BEAM maps with more than 32 keys use HAMT (hash-mapped array tries) and are GC-managed per-process heap. A group_by accumulating millions of rows causes major GC pauses as the HAMT grows. ETS (Erlang Term Storage) is off-heap and GC-transparent; it handles arbitrarily large tables without per-process GC involvement. The threshold for switching to the ETS path is 10,000 estimated output rows (detected via compile-time annotation or a conservative estimate based on input list type annotations).

Why hash join instead of nested loop join

Nested loop join is O(n * m); hash join is O(n + m) for equi-joins. The Mochi type checker knows when a where condition is an equi-join (the form x.field == y.field) and the lowerer selects hash join in that case. Non-equi-join conditions fall back to nested loop (cross product then filter).


Closeout notes

Implemented as sub-phase 7.0 covering from/where/select lowering. Five fixtures (600-604) all pass TestPhase7QueryDSL.
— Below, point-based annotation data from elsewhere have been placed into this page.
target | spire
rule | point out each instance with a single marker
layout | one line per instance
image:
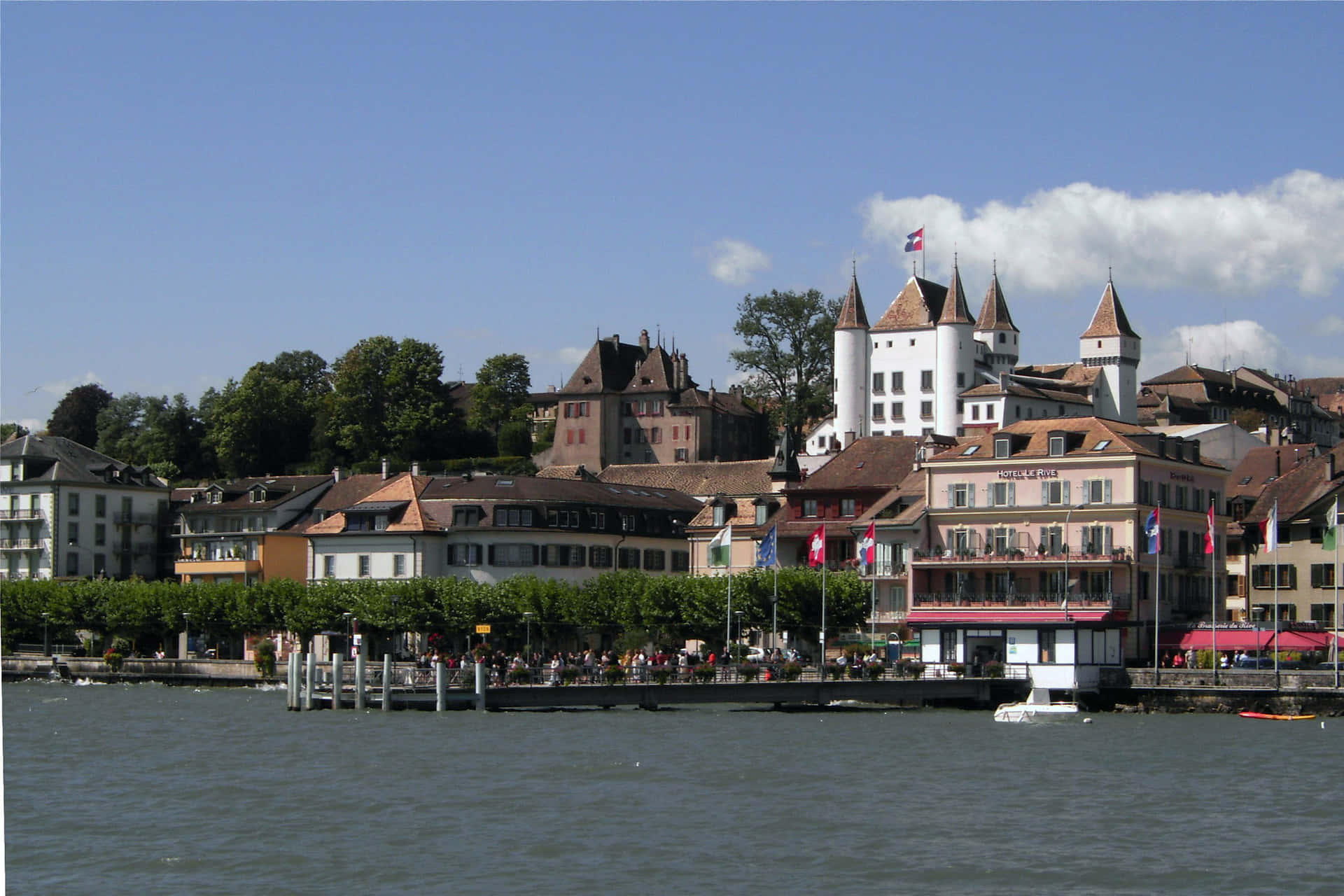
(1109, 318)
(851, 311)
(955, 309)
(993, 314)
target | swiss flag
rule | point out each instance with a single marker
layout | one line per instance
(818, 547)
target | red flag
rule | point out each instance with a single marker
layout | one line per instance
(818, 547)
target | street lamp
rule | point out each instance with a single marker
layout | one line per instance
(1068, 514)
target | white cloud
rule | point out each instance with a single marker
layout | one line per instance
(1241, 343)
(736, 262)
(1288, 234)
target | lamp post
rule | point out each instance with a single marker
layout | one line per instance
(1068, 514)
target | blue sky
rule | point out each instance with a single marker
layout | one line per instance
(190, 188)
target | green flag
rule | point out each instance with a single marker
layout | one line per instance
(721, 547)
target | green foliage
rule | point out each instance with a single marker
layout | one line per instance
(788, 354)
(76, 416)
(500, 396)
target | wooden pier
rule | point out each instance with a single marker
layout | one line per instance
(311, 687)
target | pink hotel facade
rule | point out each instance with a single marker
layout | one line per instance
(1035, 550)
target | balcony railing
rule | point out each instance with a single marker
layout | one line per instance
(1101, 601)
(976, 555)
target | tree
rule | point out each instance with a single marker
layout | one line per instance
(500, 394)
(77, 415)
(265, 422)
(388, 398)
(788, 354)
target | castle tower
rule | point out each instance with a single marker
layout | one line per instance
(996, 331)
(956, 368)
(851, 367)
(1112, 344)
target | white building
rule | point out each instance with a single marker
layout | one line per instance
(69, 511)
(926, 367)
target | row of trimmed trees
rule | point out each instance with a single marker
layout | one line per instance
(663, 609)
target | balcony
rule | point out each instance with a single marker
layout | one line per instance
(1032, 558)
(1101, 601)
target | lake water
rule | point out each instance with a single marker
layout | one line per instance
(155, 789)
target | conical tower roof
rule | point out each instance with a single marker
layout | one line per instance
(993, 314)
(1109, 318)
(955, 309)
(851, 311)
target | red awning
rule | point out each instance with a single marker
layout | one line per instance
(990, 615)
(1227, 640)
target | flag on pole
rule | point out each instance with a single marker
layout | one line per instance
(818, 547)
(1332, 527)
(721, 547)
(768, 550)
(869, 547)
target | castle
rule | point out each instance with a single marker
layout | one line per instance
(929, 368)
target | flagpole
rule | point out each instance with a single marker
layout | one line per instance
(1276, 593)
(1158, 599)
(1212, 586)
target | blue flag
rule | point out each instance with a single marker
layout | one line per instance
(766, 550)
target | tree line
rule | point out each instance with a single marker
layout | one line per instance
(663, 609)
(299, 414)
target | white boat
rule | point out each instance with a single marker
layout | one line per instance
(1037, 707)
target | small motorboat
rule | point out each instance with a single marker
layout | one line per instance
(1037, 707)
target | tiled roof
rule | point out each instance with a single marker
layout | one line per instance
(1109, 318)
(956, 311)
(1301, 486)
(870, 463)
(851, 311)
(993, 314)
(918, 305)
(54, 458)
(732, 477)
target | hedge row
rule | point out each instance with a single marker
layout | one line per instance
(672, 606)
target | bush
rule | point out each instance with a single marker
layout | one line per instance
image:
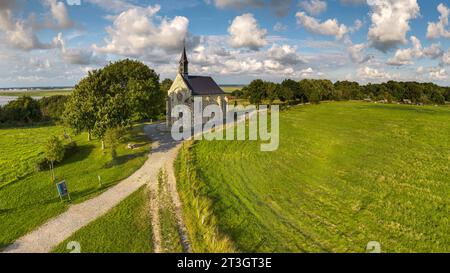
(23, 110)
(237, 94)
(43, 165)
(70, 149)
(53, 107)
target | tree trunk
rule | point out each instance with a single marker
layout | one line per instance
(53, 171)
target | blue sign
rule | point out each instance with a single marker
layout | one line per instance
(62, 189)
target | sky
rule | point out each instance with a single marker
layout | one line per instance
(57, 42)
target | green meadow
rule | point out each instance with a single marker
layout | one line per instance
(28, 198)
(124, 229)
(345, 174)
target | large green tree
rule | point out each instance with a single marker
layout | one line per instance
(256, 92)
(115, 96)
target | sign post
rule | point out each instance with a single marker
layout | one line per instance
(62, 190)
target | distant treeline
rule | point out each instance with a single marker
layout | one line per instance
(26, 110)
(315, 91)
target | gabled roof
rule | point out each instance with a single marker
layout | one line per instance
(202, 86)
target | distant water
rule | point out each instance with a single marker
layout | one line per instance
(5, 99)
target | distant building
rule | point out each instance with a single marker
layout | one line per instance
(186, 87)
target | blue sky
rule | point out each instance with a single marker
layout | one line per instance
(55, 42)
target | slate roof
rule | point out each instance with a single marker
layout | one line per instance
(202, 86)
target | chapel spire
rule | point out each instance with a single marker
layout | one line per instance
(184, 63)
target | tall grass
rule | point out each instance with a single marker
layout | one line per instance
(124, 229)
(170, 236)
(198, 207)
(345, 174)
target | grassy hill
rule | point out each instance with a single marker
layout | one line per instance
(345, 174)
(125, 229)
(28, 198)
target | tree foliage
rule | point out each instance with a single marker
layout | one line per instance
(23, 110)
(115, 96)
(315, 91)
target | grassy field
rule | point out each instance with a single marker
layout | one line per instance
(170, 236)
(125, 229)
(345, 174)
(28, 198)
(35, 93)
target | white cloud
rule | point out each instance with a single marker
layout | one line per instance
(446, 57)
(134, 33)
(330, 27)
(368, 73)
(354, 2)
(59, 13)
(436, 30)
(406, 56)
(245, 33)
(356, 53)
(279, 7)
(238, 4)
(112, 5)
(77, 56)
(19, 33)
(313, 7)
(285, 54)
(438, 73)
(279, 27)
(390, 22)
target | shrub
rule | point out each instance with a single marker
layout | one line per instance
(43, 165)
(53, 107)
(237, 94)
(23, 110)
(70, 149)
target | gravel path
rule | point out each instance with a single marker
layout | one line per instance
(56, 230)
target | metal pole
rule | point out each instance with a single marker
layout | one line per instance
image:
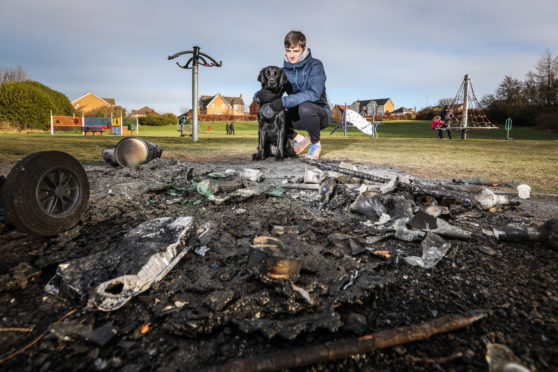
(195, 94)
(345, 120)
(465, 106)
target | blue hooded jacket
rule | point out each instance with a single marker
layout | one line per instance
(306, 82)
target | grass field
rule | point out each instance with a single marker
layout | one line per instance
(531, 157)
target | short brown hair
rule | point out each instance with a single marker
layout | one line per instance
(294, 39)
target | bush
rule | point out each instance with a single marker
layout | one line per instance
(27, 104)
(158, 120)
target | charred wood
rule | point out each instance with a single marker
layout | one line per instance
(347, 347)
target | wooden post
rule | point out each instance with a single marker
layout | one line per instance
(465, 106)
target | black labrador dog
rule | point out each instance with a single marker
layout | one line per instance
(272, 127)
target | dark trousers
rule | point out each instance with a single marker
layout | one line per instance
(441, 132)
(309, 117)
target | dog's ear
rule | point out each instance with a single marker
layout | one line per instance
(283, 79)
(261, 76)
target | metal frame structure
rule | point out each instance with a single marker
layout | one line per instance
(196, 59)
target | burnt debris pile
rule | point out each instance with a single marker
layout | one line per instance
(277, 252)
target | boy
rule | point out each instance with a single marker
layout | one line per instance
(306, 102)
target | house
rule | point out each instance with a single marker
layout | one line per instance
(337, 113)
(221, 105)
(144, 111)
(401, 111)
(379, 106)
(91, 102)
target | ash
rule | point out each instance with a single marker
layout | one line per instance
(359, 243)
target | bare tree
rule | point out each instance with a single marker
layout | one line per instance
(511, 90)
(546, 78)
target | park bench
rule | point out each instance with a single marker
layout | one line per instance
(92, 130)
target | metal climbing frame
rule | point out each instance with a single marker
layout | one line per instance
(467, 111)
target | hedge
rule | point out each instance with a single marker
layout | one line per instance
(27, 104)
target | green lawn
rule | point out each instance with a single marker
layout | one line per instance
(392, 129)
(532, 157)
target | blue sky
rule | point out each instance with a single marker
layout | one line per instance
(414, 52)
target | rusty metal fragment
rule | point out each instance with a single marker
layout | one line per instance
(131, 151)
(143, 256)
(269, 257)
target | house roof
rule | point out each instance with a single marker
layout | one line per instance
(102, 99)
(382, 101)
(206, 100)
(144, 110)
(401, 110)
(377, 101)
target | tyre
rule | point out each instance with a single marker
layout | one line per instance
(46, 193)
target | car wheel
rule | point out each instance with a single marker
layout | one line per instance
(46, 193)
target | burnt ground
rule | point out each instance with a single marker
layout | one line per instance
(210, 310)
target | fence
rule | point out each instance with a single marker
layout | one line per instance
(71, 124)
(209, 117)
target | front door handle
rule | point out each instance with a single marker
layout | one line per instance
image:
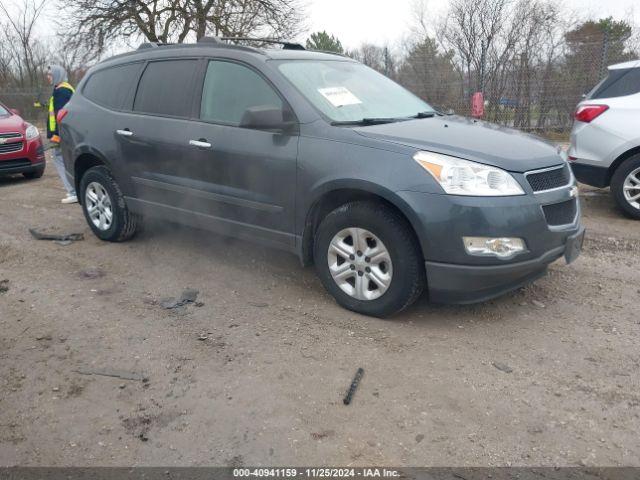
(200, 143)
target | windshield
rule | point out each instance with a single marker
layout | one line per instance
(350, 92)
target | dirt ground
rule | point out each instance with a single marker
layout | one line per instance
(255, 375)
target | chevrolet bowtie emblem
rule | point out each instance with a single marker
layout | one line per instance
(573, 193)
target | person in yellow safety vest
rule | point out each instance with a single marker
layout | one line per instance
(62, 92)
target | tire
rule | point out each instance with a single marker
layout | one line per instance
(624, 176)
(378, 228)
(121, 224)
(35, 174)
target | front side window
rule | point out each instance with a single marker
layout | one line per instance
(112, 86)
(165, 88)
(230, 89)
(347, 91)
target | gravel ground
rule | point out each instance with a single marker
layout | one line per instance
(256, 372)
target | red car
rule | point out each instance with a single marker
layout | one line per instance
(21, 149)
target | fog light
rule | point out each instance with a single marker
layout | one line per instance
(503, 248)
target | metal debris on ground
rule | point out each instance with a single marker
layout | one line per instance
(354, 385)
(258, 304)
(188, 296)
(108, 372)
(502, 367)
(92, 273)
(61, 239)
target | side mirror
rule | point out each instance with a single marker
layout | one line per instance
(267, 117)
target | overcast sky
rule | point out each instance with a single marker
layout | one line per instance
(387, 21)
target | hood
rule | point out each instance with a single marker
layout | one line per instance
(12, 123)
(471, 140)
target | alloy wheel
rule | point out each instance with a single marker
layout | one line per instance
(98, 205)
(631, 188)
(360, 263)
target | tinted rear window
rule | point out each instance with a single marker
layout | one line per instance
(618, 84)
(112, 87)
(166, 88)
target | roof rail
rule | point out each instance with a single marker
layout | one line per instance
(209, 40)
(285, 45)
(331, 52)
(146, 45)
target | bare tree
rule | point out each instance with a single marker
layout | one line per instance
(19, 40)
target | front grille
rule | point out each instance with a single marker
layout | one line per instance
(549, 179)
(11, 135)
(10, 147)
(562, 213)
(7, 164)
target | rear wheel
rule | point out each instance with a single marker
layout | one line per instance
(105, 208)
(35, 174)
(625, 186)
(367, 257)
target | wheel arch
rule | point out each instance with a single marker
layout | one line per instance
(330, 196)
(86, 158)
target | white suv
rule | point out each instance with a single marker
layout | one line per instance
(605, 141)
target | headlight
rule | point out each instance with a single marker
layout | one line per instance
(32, 132)
(463, 177)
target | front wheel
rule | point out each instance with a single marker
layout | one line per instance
(105, 208)
(367, 257)
(625, 186)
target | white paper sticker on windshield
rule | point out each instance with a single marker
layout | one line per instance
(339, 96)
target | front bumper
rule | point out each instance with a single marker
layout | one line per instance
(463, 284)
(13, 167)
(454, 276)
(29, 159)
(593, 175)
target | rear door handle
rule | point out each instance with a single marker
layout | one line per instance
(199, 143)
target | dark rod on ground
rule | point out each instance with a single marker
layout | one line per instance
(354, 385)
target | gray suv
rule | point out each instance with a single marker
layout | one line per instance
(319, 155)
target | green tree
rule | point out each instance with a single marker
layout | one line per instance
(325, 42)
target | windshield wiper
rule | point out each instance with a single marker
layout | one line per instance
(368, 121)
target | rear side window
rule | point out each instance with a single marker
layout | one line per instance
(111, 87)
(230, 89)
(618, 84)
(165, 88)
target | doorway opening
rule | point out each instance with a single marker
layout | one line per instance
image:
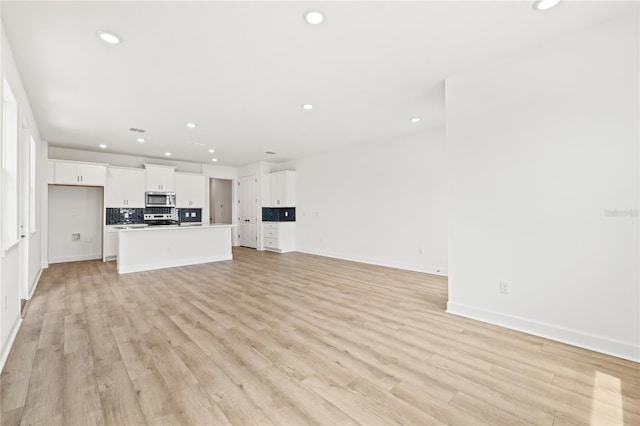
(220, 200)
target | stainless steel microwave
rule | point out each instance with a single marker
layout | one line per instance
(160, 199)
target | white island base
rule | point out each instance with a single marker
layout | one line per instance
(158, 247)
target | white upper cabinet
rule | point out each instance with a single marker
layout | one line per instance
(77, 173)
(161, 178)
(283, 189)
(126, 187)
(190, 190)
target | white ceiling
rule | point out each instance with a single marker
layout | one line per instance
(241, 70)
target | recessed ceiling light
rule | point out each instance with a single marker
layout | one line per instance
(109, 37)
(313, 17)
(545, 4)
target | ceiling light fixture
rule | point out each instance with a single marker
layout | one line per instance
(109, 37)
(545, 4)
(313, 17)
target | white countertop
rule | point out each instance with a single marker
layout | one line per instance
(165, 227)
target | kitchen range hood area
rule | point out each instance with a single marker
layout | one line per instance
(154, 217)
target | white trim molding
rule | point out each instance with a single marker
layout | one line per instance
(625, 350)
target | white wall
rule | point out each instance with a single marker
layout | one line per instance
(542, 145)
(222, 200)
(377, 203)
(75, 209)
(13, 283)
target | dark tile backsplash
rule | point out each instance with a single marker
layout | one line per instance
(278, 214)
(122, 215)
(190, 215)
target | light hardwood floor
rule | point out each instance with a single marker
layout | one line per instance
(289, 339)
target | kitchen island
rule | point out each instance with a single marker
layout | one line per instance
(157, 247)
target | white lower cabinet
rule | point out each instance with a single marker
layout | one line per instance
(279, 236)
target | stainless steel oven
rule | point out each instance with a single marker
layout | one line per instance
(160, 199)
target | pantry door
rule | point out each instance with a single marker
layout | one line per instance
(248, 211)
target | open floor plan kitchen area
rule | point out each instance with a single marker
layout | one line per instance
(289, 339)
(320, 213)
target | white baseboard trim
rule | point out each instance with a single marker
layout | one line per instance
(34, 284)
(435, 270)
(617, 348)
(75, 258)
(9, 343)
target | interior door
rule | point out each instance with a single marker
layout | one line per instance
(248, 211)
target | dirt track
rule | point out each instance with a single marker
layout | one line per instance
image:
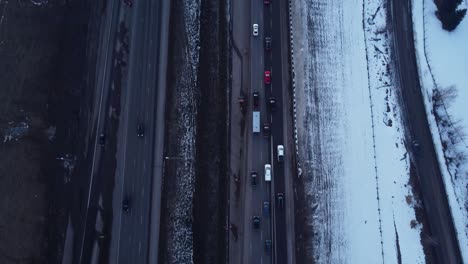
(41, 53)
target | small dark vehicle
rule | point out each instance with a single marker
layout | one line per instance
(267, 43)
(280, 200)
(129, 3)
(271, 102)
(416, 146)
(266, 208)
(268, 246)
(256, 97)
(140, 130)
(126, 205)
(256, 222)
(254, 175)
(266, 130)
(102, 139)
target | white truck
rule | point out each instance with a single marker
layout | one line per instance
(256, 122)
(267, 172)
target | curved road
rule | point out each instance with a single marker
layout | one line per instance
(440, 220)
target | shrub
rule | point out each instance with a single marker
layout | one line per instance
(448, 14)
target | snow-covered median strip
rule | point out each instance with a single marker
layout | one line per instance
(354, 163)
(443, 68)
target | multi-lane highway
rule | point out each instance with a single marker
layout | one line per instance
(250, 61)
(444, 245)
(138, 175)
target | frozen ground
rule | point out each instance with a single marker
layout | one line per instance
(360, 206)
(179, 219)
(443, 65)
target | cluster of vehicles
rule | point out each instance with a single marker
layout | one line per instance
(140, 132)
(266, 131)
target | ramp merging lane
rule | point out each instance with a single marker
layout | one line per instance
(444, 242)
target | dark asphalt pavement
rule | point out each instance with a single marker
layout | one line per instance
(139, 159)
(277, 136)
(427, 167)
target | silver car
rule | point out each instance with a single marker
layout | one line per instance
(255, 29)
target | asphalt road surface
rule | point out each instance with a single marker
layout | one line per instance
(135, 234)
(277, 136)
(104, 68)
(430, 179)
(250, 60)
(258, 153)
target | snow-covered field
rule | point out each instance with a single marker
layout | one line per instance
(443, 68)
(354, 164)
(180, 233)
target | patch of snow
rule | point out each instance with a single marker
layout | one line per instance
(354, 164)
(180, 238)
(443, 63)
(39, 2)
(15, 131)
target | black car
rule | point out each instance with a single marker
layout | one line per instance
(256, 222)
(254, 175)
(126, 205)
(280, 200)
(140, 130)
(416, 146)
(267, 43)
(129, 3)
(256, 97)
(271, 102)
(266, 130)
(266, 208)
(268, 246)
(102, 139)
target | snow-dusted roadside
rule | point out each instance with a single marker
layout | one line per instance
(180, 238)
(443, 63)
(354, 165)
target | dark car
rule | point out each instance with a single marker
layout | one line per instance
(416, 146)
(267, 77)
(266, 130)
(256, 97)
(256, 222)
(268, 246)
(271, 102)
(129, 3)
(266, 208)
(254, 175)
(280, 200)
(267, 43)
(140, 130)
(102, 139)
(126, 205)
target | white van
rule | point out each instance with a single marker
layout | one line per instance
(280, 153)
(267, 172)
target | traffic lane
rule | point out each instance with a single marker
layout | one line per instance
(432, 188)
(127, 121)
(259, 145)
(139, 177)
(240, 80)
(288, 137)
(128, 235)
(87, 227)
(277, 133)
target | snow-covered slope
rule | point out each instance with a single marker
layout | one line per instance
(351, 151)
(443, 67)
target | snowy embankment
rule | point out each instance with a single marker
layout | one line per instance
(180, 238)
(354, 164)
(443, 69)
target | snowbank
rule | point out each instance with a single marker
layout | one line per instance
(443, 63)
(351, 151)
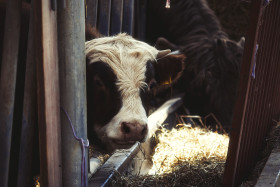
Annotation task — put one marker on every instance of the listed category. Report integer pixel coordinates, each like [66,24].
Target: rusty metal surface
[260,103]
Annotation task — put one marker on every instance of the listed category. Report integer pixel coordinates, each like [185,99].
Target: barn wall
[253,116]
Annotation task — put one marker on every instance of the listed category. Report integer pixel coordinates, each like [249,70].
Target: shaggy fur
[127,58]
[212,60]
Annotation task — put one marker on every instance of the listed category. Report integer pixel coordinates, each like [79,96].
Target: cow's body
[120,76]
[212,60]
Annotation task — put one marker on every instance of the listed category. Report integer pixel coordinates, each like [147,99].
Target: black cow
[212,61]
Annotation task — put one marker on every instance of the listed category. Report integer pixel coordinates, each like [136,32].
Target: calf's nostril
[144,131]
[125,128]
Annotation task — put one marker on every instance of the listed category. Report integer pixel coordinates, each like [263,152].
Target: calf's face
[120,74]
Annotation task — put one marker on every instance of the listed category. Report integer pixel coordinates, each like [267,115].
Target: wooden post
[48,93]
[128,17]
[104,17]
[29,114]
[72,66]
[8,83]
[241,102]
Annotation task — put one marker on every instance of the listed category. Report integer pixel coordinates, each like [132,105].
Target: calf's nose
[134,131]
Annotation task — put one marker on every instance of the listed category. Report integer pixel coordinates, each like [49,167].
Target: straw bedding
[184,156]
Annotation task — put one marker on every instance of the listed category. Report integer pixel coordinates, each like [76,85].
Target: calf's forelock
[126,56]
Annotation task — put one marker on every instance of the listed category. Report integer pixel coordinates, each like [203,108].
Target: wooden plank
[104,16]
[8,84]
[24,174]
[116,17]
[140,20]
[241,102]
[72,67]
[48,93]
[91,12]
[128,16]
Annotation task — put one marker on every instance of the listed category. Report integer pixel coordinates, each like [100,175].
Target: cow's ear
[169,68]
[91,32]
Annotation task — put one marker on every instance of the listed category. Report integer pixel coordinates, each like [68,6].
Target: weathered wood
[140,20]
[241,102]
[128,16]
[116,17]
[72,66]
[104,17]
[91,12]
[8,83]
[48,93]
[24,174]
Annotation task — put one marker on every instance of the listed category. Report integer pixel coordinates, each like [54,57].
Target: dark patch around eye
[103,97]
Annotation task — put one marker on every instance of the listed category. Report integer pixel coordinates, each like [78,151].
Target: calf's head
[120,76]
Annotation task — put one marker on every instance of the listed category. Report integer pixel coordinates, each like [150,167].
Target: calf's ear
[169,68]
[91,32]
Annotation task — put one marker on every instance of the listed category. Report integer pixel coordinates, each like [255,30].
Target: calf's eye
[98,82]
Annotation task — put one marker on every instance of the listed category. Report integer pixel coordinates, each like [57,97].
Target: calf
[211,72]
[121,74]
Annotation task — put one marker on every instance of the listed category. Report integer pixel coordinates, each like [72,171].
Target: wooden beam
[230,177]
[8,84]
[29,116]
[72,66]
[48,93]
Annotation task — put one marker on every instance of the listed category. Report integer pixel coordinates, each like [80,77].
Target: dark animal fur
[212,60]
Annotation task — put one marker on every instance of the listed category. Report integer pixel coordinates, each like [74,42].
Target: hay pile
[184,156]
[190,145]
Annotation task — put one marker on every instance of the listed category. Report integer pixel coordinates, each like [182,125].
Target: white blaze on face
[127,57]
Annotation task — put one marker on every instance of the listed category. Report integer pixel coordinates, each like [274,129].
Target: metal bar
[128,16]
[241,102]
[29,114]
[91,12]
[116,17]
[72,66]
[8,83]
[48,93]
[104,15]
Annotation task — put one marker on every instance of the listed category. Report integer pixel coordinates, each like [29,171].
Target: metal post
[72,66]
[48,93]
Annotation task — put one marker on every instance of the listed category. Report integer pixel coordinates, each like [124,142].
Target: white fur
[127,57]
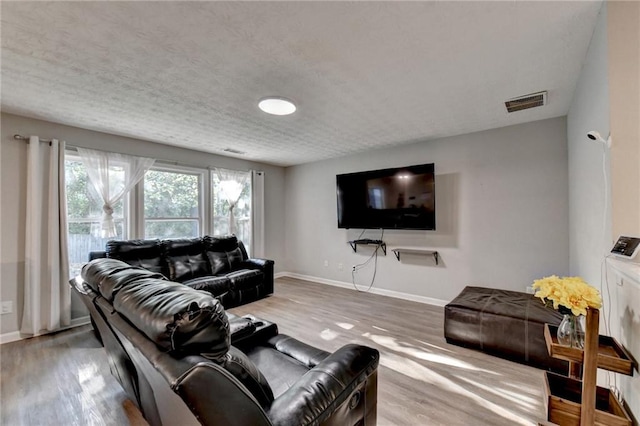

Key implementation decisions:

  • The C lowerer already desugars from x in xs select expr into a LetStmt (initializing result to []) + QueryScopeStmt wrapping a ForEachStmt that appends to the result. The BEAM lowerer's QueryScopeStmt handler skips the C-specific arena scoping and lowers the body inline as a regular block; the existing ForEachStmt + AppendExpr lowering handles list accumulation correctly.
  • ListSortAscExpr lowers to lists:sort/1 (OTP stdlib).
  • ListSliceExpr lowers to lists:sublist(lists:nthtail(Start, Xs), End-Start).
  • Sub-phase 7.2 (group_by desugaring) landed as 22ac6cd980 using a maps:from_list/1-backed accumulator.
  • Sub-phase 7.3 (hash join) landed as 6da271c582 via maps:from_list/1 index over the build side.
  • Sub-phases 7.1 (aggregation fusion) and 7.4 (order_by/take/skip at query level) remain deferred.